# NumPy Basics - Arrays and Vectorized Computation

Welcome to Chapter 4! This notebook will guide you through the fundamental concepts of NumPy and vectorized programming. We'll explore how NumPy enables efficient array-based operations that form the foundation of data analysis in Python.

## Learning Objectives

By the end of this chapter, you will master:
- **Array-based operations** for data munging, cleaning, subsetting, filtering, and transforming
- **Efficient descriptive statistics** and data aggregation techniques
- **Common algorithms** like sorting, unique operations, and set operations
- **Data alignment** and relational data manipulation for merging heterogeneous datasets
- **Conditional logic** expressed as array expressions
- **Group-wise data manipulation** techniques
- **Vectorized programming** concepts and best practices

Let's dive into the world of efficient numerical computing!

In [None]:
import numpy as np
import matplotlib.pyplot as plt
import pandas as pd
from numpy.random import randn
import warnings
warnings.filterwarnings('ignore')

# Set random seed for reproducibility
np.random.seed(42)

print(f"NumPy version: {np.__version__}")
print("Setup complete! Ready to explore vectorized computation.")
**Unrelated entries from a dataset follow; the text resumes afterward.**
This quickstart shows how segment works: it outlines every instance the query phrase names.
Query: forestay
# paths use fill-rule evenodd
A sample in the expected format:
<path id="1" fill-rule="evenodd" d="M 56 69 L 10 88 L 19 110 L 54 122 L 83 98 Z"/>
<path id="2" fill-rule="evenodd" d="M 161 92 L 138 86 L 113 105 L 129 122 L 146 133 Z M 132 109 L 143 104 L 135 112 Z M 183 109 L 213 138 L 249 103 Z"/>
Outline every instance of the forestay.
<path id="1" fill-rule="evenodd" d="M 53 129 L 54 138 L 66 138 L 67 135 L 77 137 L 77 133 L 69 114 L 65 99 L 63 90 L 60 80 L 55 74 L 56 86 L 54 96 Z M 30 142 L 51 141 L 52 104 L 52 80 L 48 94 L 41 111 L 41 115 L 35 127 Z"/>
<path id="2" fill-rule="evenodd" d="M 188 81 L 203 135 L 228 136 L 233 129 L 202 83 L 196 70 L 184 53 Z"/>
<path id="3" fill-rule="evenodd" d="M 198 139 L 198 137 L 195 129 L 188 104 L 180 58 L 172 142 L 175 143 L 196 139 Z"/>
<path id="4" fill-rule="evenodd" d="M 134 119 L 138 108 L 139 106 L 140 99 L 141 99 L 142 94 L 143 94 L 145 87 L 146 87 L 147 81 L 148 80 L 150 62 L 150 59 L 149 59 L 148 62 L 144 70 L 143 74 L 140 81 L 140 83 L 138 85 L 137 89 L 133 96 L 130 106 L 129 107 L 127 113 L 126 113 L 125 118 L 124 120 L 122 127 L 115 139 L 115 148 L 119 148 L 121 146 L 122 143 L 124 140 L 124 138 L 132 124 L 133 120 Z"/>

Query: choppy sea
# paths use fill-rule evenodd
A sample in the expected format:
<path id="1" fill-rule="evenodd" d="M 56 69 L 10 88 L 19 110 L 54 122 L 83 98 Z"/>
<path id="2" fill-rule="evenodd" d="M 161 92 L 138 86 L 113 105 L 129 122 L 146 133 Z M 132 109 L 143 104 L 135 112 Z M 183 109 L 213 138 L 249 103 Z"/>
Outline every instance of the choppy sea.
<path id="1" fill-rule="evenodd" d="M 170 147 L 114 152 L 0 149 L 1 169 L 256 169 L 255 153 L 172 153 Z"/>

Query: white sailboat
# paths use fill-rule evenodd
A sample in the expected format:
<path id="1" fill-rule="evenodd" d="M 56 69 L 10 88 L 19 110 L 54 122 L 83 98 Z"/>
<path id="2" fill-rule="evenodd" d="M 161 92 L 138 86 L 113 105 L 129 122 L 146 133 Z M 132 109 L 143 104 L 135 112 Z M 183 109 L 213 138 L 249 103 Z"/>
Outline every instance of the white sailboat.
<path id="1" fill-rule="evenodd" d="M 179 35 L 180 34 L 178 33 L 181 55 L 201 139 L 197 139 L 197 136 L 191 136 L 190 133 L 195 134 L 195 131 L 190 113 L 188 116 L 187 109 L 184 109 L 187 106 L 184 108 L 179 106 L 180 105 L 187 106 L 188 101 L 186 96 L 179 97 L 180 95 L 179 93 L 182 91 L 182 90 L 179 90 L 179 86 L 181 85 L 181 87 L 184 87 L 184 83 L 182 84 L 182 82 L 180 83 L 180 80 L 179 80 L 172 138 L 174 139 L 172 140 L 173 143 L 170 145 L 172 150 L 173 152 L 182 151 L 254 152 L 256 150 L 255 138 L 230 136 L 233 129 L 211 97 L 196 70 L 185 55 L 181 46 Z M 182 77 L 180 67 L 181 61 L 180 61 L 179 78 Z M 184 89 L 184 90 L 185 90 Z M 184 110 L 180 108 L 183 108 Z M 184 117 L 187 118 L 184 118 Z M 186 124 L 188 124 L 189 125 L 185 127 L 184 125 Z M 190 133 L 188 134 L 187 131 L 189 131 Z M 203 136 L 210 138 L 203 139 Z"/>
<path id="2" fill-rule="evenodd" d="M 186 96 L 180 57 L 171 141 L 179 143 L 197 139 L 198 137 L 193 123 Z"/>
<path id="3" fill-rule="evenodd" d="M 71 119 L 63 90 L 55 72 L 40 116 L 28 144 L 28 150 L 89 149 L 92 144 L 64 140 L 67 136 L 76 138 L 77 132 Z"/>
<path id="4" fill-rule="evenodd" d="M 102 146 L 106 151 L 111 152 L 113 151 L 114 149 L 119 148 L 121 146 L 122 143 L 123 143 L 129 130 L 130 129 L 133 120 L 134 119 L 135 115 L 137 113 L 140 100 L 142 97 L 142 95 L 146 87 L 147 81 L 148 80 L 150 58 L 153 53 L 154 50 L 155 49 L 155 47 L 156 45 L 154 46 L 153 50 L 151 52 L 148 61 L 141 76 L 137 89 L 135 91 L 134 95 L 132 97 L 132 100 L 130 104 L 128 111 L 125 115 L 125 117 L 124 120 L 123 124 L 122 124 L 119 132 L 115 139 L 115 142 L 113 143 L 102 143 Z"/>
## 1. Array-Based Operations for Data Munging and Cleaning

NumPy arrays enable vectorized operations that are both faster and more concise than traditional loops. Let's explore the fundamental operations for data manipulation.

In [None]:
# Practice array-based operations here
# Create sample data for manipulation
sample_data = np.array([1.5, 2.3, -1.2, 4.1, -0.8, 3.7, 2.9, -2.1, 1.8, 0.5])
print("Sample data:", sample_data)

# Your array-based operations practice goes here...

## 2. Efficient Descriptive Statistics and Data Aggregation

NumPy provides highly optimized functions for computing statistics and aggregating data across different axes.

In [None]:
# Practice descriptive statistics here
# Create multi-dimensional sample data
stats_data = np.random.randn(5, 4)
print("Sample 2D data:")
print(stats_data)

# Your statistics and aggregation practice goes here...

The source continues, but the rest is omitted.